- Third baseman
- Born: December 6, 1941
- Batted: LeftThrew: Right

Negro league baseball debut
- 1960, for the Philadelphia Stars

Last appearance
- 1962, for the Birmingham Black Barons

Teams
- Philadelphia Stars (1960); Birmingham Black Barons (1961–1962);

= Henry Elmore =

Henry Elmore (December 2, 1941 - January 8, 2023) was an American third baseman who played in the Negro leagues from 1960 to 1962. During his tenure, Elmore played for the Philadelphia Stars and Birmingham Black Barons before the league dissolved. He subsequently enjoyed an extended career with the Birmingham Industrial League along with other former Negro leaguers.
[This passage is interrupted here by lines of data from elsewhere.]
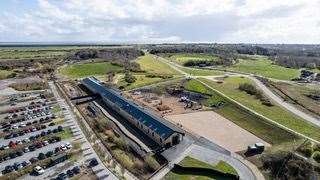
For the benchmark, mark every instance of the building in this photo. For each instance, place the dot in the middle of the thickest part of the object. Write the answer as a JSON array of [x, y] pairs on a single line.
[[158, 129]]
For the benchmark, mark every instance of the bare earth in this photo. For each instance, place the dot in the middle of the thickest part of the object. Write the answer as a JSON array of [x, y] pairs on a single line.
[[217, 129]]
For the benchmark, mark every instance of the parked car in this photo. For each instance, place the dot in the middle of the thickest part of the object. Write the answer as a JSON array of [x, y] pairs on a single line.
[[45, 143], [93, 162], [26, 149], [68, 145], [62, 176], [7, 169], [33, 160], [70, 173], [52, 124], [17, 166], [38, 170], [25, 163], [76, 170]]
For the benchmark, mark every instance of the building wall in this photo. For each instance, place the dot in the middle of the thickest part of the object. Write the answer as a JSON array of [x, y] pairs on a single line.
[[149, 132]]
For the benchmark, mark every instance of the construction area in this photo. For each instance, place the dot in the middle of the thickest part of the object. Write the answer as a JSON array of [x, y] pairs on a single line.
[[217, 129]]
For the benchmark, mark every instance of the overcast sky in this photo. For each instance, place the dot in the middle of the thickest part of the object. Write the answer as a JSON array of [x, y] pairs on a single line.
[[157, 21]]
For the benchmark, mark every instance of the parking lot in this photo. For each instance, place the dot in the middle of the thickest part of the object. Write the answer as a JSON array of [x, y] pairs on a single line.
[[37, 136]]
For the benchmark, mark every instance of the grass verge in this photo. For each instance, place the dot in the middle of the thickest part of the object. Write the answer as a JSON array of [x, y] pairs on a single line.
[[92, 69], [192, 170], [266, 68], [153, 66], [276, 113], [242, 118]]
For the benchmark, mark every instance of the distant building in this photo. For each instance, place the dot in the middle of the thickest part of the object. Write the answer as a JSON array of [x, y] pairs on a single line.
[[158, 129]]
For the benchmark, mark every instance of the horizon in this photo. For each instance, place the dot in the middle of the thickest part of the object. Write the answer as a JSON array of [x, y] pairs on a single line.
[[157, 22]]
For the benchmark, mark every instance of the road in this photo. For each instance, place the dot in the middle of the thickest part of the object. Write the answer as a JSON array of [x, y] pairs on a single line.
[[27, 156], [100, 170], [268, 92], [284, 104]]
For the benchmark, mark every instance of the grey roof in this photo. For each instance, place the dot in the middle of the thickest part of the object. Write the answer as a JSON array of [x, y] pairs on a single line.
[[155, 123]]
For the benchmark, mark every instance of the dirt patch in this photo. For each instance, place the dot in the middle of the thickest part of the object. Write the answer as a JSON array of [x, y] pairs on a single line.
[[155, 102], [217, 129]]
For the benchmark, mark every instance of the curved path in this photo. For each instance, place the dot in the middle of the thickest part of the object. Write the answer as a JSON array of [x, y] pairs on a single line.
[[246, 170], [284, 104], [265, 89]]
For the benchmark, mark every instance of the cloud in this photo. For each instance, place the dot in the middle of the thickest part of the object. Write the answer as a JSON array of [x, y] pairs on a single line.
[[283, 21]]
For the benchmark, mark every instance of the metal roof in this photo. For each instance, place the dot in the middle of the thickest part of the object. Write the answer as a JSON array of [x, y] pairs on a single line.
[[153, 122]]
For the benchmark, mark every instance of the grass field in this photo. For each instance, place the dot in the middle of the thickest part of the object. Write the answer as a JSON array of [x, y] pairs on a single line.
[[4, 74], [201, 72], [16, 54], [181, 58], [92, 69], [276, 113], [149, 64], [264, 67], [296, 94], [242, 118], [141, 80], [190, 162]]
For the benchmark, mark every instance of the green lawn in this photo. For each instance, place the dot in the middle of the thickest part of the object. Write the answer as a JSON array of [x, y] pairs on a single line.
[[141, 80], [276, 113], [182, 58], [149, 64], [190, 162], [66, 134], [264, 67], [250, 122], [4, 74], [90, 69], [201, 72]]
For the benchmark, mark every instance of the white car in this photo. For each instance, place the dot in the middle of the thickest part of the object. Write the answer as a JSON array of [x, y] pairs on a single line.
[[26, 149], [68, 145], [63, 147], [26, 140], [22, 125], [39, 170]]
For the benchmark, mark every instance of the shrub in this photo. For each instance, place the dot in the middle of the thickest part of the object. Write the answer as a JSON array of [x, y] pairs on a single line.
[[307, 151], [129, 78], [316, 156], [249, 88], [123, 159], [152, 163], [252, 90], [120, 143]]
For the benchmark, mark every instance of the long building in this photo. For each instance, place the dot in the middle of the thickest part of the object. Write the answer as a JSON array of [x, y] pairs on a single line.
[[158, 129]]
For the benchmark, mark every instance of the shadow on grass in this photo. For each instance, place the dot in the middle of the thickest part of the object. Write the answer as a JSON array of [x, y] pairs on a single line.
[[210, 173]]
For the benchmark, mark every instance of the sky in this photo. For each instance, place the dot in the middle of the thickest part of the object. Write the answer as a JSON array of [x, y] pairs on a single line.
[[160, 21]]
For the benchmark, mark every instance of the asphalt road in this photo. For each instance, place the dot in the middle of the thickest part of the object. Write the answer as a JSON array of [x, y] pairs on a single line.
[[31, 154], [6, 141], [284, 104], [265, 89], [100, 170]]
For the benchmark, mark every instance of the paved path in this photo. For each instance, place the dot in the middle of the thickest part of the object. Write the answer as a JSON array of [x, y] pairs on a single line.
[[266, 90], [213, 157], [173, 65], [100, 170], [284, 104]]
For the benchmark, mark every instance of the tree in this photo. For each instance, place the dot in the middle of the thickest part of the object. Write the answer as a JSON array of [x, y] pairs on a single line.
[[41, 156], [110, 76], [129, 78]]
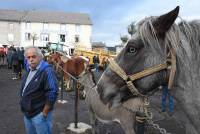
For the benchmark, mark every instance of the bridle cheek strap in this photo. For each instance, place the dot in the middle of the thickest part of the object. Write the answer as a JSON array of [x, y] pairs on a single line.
[[171, 63]]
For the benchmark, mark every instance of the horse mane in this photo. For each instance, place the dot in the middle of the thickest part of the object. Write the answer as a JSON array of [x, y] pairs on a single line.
[[183, 38]]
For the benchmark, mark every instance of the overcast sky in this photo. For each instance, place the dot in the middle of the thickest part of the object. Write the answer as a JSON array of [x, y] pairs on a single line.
[[110, 18]]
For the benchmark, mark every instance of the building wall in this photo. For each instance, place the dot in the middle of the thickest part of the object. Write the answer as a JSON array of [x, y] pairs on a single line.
[[9, 34], [54, 30]]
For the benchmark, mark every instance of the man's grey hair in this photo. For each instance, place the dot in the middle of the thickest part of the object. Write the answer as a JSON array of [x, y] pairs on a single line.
[[37, 51]]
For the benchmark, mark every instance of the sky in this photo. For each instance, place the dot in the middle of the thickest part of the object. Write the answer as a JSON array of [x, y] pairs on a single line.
[[110, 18]]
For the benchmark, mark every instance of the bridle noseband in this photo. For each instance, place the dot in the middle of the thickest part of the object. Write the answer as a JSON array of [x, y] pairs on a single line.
[[169, 64]]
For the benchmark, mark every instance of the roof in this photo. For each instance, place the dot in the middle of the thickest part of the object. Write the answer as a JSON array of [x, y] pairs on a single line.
[[45, 16], [112, 49], [98, 44]]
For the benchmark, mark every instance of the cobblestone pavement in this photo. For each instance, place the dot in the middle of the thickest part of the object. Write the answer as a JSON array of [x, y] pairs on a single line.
[[12, 118]]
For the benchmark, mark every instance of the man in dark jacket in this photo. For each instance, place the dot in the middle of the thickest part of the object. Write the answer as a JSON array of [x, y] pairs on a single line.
[[38, 93]]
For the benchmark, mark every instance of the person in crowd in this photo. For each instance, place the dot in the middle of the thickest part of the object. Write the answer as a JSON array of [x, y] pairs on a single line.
[[104, 63], [96, 62], [20, 53], [9, 58], [166, 94], [38, 93], [15, 64]]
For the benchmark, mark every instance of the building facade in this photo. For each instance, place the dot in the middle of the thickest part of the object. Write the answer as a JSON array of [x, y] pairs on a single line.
[[41, 28]]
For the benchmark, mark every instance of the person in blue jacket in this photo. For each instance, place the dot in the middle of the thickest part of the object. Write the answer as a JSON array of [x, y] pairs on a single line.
[[38, 93]]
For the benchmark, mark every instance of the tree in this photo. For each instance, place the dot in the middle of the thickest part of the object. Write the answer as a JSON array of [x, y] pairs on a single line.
[[131, 28]]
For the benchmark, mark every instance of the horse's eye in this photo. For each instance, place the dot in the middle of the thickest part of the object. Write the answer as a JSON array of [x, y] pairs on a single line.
[[132, 50]]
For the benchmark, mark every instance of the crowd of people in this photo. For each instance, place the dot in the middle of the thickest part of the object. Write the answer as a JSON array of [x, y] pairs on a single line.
[[14, 58]]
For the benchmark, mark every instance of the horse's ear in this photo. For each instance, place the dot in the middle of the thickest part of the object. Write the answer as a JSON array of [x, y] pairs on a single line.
[[163, 23]]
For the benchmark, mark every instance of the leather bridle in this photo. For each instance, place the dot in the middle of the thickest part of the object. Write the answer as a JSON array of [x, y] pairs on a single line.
[[169, 64]]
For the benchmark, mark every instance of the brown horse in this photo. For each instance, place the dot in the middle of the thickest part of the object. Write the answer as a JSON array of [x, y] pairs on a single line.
[[76, 66], [72, 66]]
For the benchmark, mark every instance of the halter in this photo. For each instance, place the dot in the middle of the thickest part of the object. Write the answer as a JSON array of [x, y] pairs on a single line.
[[170, 64]]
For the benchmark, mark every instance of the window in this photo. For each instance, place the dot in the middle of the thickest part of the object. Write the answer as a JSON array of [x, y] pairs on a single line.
[[62, 38], [11, 26], [28, 25], [78, 29], [44, 37], [27, 36], [76, 38], [45, 26], [10, 37], [62, 27]]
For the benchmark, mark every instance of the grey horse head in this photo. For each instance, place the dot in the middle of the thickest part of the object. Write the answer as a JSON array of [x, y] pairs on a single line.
[[146, 48]]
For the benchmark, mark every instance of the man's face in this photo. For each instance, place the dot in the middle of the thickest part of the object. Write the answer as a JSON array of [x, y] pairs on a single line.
[[33, 58]]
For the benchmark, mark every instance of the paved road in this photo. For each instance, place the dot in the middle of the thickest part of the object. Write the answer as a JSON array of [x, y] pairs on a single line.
[[12, 118]]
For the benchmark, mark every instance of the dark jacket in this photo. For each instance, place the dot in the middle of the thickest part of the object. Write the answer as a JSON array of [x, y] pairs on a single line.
[[41, 90]]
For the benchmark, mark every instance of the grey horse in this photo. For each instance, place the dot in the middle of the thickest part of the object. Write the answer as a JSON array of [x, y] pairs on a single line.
[[124, 114], [149, 47]]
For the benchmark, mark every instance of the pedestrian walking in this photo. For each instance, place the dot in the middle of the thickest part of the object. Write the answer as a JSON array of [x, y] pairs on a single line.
[[96, 62], [9, 58], [20, 53], [38, 93], [15, 64]]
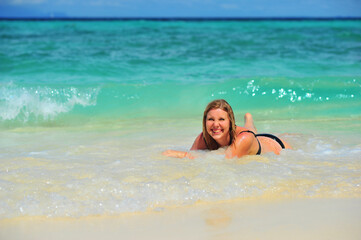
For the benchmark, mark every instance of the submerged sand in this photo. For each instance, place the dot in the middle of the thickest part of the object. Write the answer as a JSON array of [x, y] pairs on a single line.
[[244, 219]]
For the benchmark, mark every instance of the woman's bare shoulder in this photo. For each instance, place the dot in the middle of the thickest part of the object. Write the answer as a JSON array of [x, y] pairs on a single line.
[[199, 143]]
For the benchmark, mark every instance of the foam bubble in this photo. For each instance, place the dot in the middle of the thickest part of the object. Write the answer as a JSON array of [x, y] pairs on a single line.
[[23, 103]]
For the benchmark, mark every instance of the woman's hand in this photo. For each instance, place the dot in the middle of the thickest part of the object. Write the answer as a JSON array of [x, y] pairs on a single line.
[[177, 154]]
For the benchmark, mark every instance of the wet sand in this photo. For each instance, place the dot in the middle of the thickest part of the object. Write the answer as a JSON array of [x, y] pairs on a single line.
[[246, 219]]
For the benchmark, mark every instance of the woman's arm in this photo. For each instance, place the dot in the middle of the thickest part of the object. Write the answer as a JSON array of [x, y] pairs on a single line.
[[177, 154]]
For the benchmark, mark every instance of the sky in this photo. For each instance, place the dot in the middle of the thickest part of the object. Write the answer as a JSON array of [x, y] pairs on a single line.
[[180, 8]]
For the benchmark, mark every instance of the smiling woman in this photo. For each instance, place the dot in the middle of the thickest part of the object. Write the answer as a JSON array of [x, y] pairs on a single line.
[[220, 130]]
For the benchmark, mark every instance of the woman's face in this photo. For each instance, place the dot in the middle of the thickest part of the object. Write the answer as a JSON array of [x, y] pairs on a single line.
[[217, 125]]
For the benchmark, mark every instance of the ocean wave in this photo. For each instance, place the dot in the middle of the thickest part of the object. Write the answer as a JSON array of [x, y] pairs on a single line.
[[42, 103]]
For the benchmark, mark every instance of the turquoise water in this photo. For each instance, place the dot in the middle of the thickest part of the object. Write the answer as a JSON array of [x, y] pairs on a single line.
[[62, 70], [86, 108]]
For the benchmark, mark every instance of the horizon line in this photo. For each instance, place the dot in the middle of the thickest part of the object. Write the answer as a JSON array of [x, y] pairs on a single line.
[[177, 18]]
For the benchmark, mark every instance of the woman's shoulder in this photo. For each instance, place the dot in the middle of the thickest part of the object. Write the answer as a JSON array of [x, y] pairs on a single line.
[[199, 143]]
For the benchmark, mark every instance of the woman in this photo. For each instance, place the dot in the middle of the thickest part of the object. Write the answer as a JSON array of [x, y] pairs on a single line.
[[220, 130]]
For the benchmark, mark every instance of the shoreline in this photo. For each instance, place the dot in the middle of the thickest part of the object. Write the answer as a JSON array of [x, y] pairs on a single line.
[[251, 219]]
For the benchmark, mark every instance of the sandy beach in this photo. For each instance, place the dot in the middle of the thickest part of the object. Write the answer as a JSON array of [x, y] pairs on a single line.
[[247, 219]]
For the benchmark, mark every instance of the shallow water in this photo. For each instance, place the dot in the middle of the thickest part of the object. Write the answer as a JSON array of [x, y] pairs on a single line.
[[86, 108], [88, 171]]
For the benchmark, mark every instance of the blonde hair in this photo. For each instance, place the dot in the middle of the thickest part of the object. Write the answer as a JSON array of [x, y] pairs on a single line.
[[218, 104]]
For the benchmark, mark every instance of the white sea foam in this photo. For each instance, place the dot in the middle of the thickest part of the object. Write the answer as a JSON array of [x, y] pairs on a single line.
[[24, 103], [81, 172]]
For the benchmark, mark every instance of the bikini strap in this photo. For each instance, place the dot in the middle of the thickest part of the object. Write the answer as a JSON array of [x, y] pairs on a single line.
[[272, 137], [259, 144]]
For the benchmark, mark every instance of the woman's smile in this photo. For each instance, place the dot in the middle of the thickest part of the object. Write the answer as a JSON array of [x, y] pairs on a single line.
[[217, 125]]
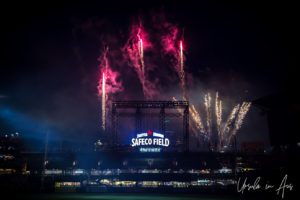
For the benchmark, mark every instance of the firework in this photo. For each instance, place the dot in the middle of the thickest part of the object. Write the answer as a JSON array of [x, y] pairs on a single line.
[[141, 52], [103, 102], [239, 120], [181, 59], [218, 110], [196, 117], [207, 103]]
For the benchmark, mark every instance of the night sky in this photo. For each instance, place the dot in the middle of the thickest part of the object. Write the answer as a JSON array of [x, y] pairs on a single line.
[[50, 69]]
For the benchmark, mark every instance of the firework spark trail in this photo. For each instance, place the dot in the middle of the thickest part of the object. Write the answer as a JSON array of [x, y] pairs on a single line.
[[197, 119], [218, 110], [207, 103], [229, 121], [239, 120], [181, 58], [134, 50]]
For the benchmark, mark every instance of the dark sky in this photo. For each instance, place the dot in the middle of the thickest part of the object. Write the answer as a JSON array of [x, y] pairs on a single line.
[[49, 50]]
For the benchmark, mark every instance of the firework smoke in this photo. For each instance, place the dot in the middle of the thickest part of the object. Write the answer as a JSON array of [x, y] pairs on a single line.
[[141, 53], [181, 59], [228, 122], [239, 120], [197, 119], [207, 103], [103, 102], [218, 110], [134, 51], [107, 85]]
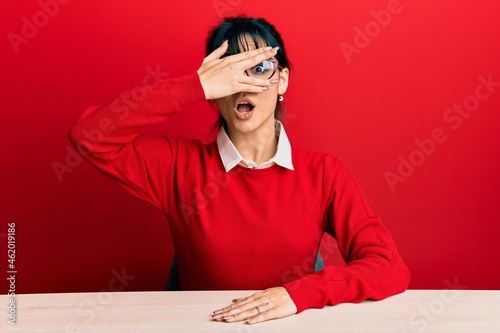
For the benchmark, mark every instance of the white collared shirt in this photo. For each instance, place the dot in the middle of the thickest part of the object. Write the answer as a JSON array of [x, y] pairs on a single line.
[[231, 157]]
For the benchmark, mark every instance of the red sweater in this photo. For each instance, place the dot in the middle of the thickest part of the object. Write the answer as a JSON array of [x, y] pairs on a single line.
[[247, 228]]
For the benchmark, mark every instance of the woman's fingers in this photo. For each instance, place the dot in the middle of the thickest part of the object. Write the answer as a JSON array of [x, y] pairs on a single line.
[[224, 77], [253, 57], [269, 304], [217, 53]]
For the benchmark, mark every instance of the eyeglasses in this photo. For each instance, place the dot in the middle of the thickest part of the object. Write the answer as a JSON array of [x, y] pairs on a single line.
[[264, 70]]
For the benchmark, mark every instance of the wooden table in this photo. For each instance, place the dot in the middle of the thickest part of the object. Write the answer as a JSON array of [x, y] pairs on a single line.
[[419, 311]]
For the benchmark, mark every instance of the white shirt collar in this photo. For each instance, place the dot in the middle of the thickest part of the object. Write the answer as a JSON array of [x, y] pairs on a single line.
[[231, 157]]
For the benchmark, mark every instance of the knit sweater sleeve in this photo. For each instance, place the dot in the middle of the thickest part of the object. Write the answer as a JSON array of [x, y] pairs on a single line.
[[109, 136], [374, 268]]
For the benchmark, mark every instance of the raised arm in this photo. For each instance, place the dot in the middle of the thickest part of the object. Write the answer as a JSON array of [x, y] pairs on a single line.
[[108, 136]]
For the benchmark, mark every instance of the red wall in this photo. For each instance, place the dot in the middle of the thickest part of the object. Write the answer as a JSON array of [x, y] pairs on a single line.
[[403, 102]]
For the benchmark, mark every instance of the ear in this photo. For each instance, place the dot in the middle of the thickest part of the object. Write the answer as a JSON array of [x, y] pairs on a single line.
[[283, 84]]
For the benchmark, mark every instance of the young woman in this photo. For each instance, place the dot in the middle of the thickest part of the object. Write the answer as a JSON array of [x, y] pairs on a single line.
[[248, 210]]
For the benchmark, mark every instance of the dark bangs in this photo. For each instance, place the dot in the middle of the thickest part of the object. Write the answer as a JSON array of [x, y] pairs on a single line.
[[235, 29]]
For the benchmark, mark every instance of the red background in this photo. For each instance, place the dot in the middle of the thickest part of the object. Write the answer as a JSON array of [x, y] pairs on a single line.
[[72, 234]]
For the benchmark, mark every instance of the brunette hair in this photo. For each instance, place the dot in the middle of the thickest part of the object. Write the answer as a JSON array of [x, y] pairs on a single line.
[[235, 30]]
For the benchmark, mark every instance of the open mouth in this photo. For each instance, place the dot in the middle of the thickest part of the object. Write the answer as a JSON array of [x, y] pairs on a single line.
[[244, 107]]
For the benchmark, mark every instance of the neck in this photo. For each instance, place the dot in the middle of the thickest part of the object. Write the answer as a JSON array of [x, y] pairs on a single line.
[[258, 146]]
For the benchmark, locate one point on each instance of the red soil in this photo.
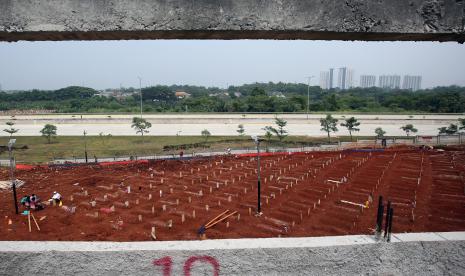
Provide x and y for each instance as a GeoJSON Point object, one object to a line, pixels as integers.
{"type": "Point", "coordinates": [426, 189]}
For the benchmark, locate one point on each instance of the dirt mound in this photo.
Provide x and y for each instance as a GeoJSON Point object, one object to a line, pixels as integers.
{"type": "Point", "coordinates": [309, 194]}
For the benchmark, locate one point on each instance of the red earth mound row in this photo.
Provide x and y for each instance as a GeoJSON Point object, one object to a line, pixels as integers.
{"type": "Point", "coordinates": [306, 194]}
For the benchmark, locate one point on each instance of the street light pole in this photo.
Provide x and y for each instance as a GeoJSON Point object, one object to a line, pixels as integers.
{"type": "Point", "coordinates": [308, 94]}
{"type": "Point", "coordinates": [85, 145]}
{"type": "Point", "coordinates": [259, 208]}
{"type": "Point", "coordinates": [12, 173]}
{"type": "Point", "coordinates": [140, 94]}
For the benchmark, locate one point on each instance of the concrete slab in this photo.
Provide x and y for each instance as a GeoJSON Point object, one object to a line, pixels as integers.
{"type": "Point", "coordinates": [343, 255]}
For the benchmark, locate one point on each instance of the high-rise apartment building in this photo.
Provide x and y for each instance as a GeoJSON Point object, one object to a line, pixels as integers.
{"type": "Point", "coordinates": [389, 81]}
{"type": "Point", "coordinates": [367, 81]}
{"type": "Point", "coordinates": [345, 78]}
{"type": "Point", "coordinates": [412, 82]}
{"type": "Point", "coordinates": [327, 79]}
{"type": "Point", "coordinates": [324, 80]}
{"type": "Point", "coordinates": [331, 78]}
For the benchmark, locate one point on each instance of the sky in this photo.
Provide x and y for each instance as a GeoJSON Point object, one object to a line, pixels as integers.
{"type": "Point", "coordinates": [111, 64]}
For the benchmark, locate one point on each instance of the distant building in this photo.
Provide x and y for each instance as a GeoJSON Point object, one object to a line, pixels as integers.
{"type": "Point", "coordinates": [389, 81]}
{"type": "Point", "coordinates": [412, 83]}
{"type": "Point", "coordinates": [324, 80]}
{"type": "Point", "coordinates": [278, 94]}
{"type": "Point", "coordinates": [345, 78]}
{"type": "Point", "coordinates": [331, 78]}
{"type": "Point", "coordinates": [327, 79]}
{"type": "Point", "coordinates": [367, 81]}
{"type": "Point", "coordinates": [181, 94]}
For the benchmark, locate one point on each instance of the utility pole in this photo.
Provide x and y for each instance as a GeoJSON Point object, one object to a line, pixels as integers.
{"type": "Point", "coordinates": [308, 95]}
{"type": "Point", "coordinates": [259, 208]}
{"type": "Point", "coordinates": [140, 94]}
{"type": "Point", "coordinates": [85, 145]}
{"type": "Point", "coordinates": [12, 173]}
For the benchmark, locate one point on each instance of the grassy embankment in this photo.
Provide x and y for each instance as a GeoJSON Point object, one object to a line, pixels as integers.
{"type": "Point", "coordinates": [39, 151]}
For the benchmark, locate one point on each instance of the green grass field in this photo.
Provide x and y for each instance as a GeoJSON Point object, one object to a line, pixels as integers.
{"type": "Point", "coordinates": [39, 151]}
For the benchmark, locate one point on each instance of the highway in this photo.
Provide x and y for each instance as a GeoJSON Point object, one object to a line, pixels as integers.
{"type": "Point", "coordinates": [221, 124]}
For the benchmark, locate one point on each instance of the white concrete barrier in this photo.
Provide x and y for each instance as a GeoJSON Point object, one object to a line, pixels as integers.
{"type": "Point", "coordinates": [412, 254]}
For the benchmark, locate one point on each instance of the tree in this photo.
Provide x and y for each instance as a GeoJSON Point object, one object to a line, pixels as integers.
{"type": "Point", "coordinates": [351, 124]}
{"type": "Point", "coordinates": [462, 123]}
{"type": "Point", "coordinates": [329, 124]}
{"type": "Point", "coordinates": [205, 133]}
{"type": "Point", "coordinates": [280, 132]}
{"type": "Point", "coordinates": [379, 132]}
{"type": "Point", "coordinates": [409, 128]}
{"type": "Point", "coordinates": [104, 137]}
{"type": "Point", "coordinates": [452, 129]}
{"type": "Point", "coordinates": [240, 130]}
{"type": "Point", "coordinates": [48, 131]}
{"type": "Point", "coordinates": [140, 125]}
{"type": "Point", "coordinates": [268, 136]}
{"type": "Point", "coordinates": [11, 130]}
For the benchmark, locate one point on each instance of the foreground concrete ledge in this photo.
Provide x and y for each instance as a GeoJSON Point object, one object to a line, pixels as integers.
{"type": "Point", "coordinates": [430, 20]}
{"type": "Point", "coordinates": [408, 254]}
{"type": "Point", "coordinates": [223, 244]}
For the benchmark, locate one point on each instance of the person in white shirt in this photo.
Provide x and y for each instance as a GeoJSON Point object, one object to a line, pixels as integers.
{"type": "Point", "coordinates": [56, 197]}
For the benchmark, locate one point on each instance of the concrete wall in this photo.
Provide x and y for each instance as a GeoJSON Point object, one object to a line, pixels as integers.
{"type": "Point", "coordinates": [434, 20]}
{"type": "Point", "coordinates": [408, 254]}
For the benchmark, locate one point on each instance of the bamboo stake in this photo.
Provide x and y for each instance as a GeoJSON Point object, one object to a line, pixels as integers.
{"type": "Point", "coordinates": [211, 221]}
{"type": "Point", "coordinates": [218, 221]}
{"type": "Point", "coordinates": [29, 220]}
{"type": "Point", "coordinates": [35, 221]}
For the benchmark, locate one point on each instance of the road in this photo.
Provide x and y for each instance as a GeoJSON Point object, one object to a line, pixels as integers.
{"type": "Point", "coordinates": [222, 124]}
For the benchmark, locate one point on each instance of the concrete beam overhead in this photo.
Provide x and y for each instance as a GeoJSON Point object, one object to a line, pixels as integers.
{"type": "Point", "coordinates": [428, 20]}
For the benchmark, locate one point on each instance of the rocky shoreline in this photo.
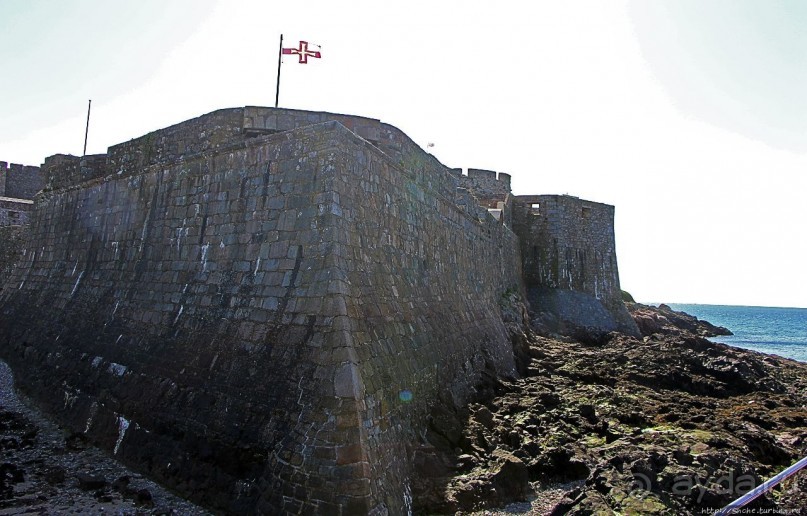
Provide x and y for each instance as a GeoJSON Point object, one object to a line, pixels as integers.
{"type": "Point", "coordinates": [667, 424]}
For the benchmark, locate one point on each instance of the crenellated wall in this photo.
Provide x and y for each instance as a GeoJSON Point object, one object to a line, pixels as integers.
{"type": "Point", "coordinates": [259, 306]}
{"type": "Point", "coordinates": [260, 321]}
{"type": "Point", "coordinates": [568, 246]}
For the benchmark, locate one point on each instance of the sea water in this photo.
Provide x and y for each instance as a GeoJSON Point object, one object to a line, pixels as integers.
{"type": "Point", "coordinates": [778, 331]}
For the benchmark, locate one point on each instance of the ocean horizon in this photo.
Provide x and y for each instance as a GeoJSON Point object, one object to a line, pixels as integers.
{"type": "Point", "coordinates": [773, 330]}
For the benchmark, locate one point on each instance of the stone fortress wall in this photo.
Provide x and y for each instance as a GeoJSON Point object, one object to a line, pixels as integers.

Born in Birmingham, Alabama, Elmore first started playing baseball while attending Ulmer High School. Inspired by great-uncle and former Negro leaguer Jim "Shifty" West, he signed with the Philadelphia Stars of the Negro leagues in 1960, primarily playing second and third base. The following season, Elmore joined the Birmingham Black Barons, having the opportunity to play with Satchel Paige and Reece "Goose" Tatum. Elmore was a part of the roster for two years before the Negro leagues dissolved following the 1962 season.

After Negro league baseball, Elmore became employed at the Stackham Valves and Fittings Company in Birmingham where he worked for 35 years. He continued to play baseball in the Birmingham Industrial League for 12 years, and often lead the league in batting average. Elmore later married and had five children.